As per RFC 5246 (section 7.4.2):
certificate_list
This is a sequence (chain) of certificates. The sender's certificate MUST come first in the list. Each following certificate MUST directly certify the one preceding it. Because certificate validation requires that root keys be distributed independently, the self-signed certificate that specifies the root certificate authority MAY be omitted from the chain, under the assumption that the remote end must already possess it in order to validate it in any case.
So the server certificate would have to come first, then the certificate of the intermediate CA signing server certificate, then the certificate of the intermediate CA signing the certificate of the first CA and so on. Basically, the certificate chain in reverse order, starting with the server certificate.
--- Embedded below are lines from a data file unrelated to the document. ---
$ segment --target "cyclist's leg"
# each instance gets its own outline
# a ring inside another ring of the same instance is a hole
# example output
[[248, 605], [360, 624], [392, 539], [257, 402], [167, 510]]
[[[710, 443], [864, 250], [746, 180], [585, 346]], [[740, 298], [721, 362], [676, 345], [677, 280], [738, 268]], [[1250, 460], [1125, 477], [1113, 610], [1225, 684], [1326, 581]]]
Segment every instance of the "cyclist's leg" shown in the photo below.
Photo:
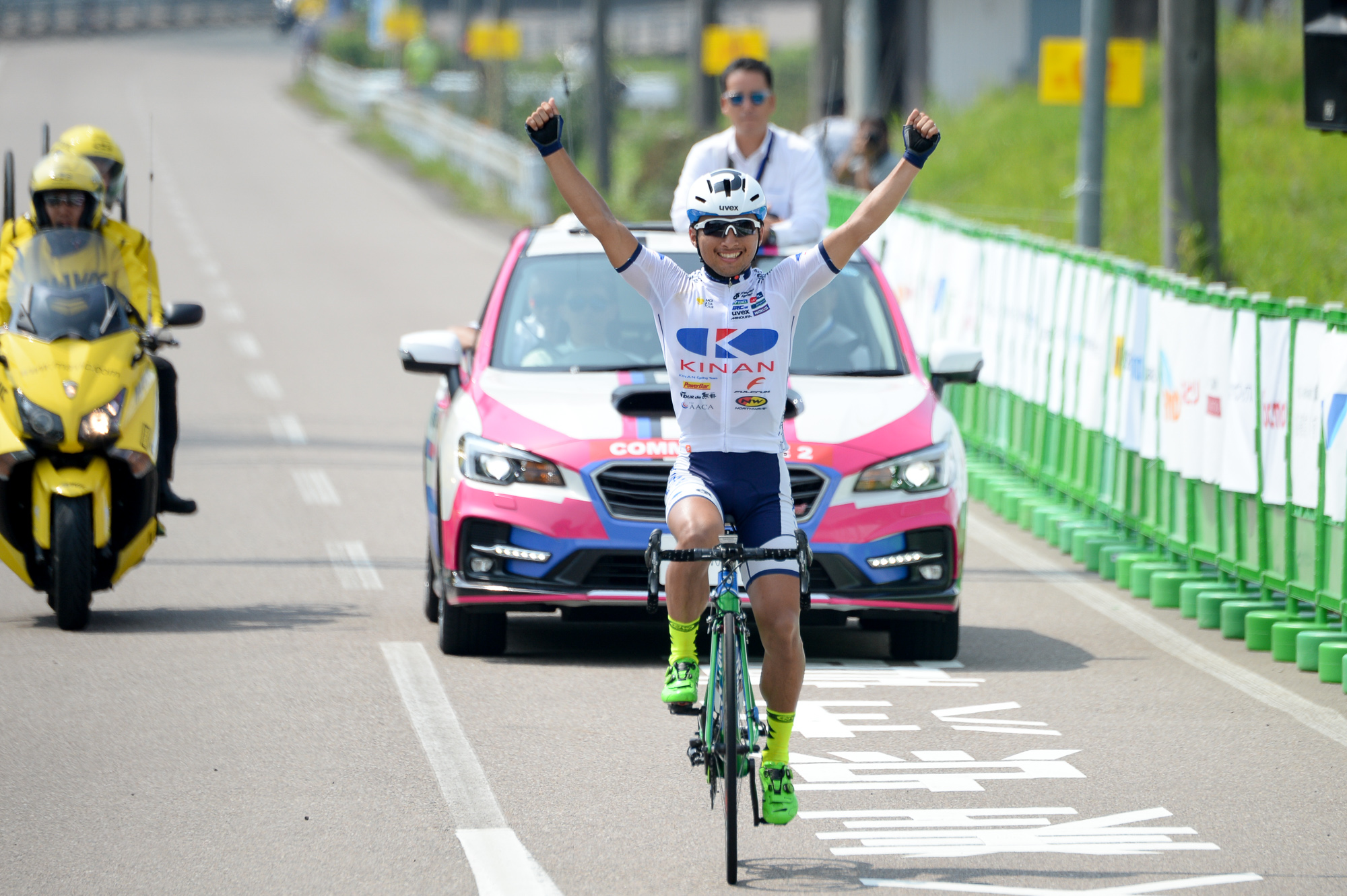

However, with TLS 1.3 this requirement seems to have been removed, since RFC 8446 (the successor of RFC 5246) now says in section 4.4.2
certificate_list: A sequence (chain) of CertificateEntry structures, each containing a single certificate and set of extensions.
[...]
Note: Prior to TLS 1.3, "certificate_list" ordering required each certificate to certify the one immediately preceding it; however, some implementations allowed some flexibility. Servers sometimes send both a current and deprecated intermediate for transitional purposes, and others are simply configured incorrectly, but these cases can nonetheless be validated properly. For maximum compatibility, all implementations SHOULD be prepared to handle potentially extraneous certificates and arbitrary orderings from any TLS version, with the exception of the end-entity certificate which MUST be first.
So the order would not matter anymore except for the actual server certificate, which would still have to be the first certificate in the chain file. Still, for the time being I'd recommend sticking with the traditional order to avoid problems until your web server has implemented this change.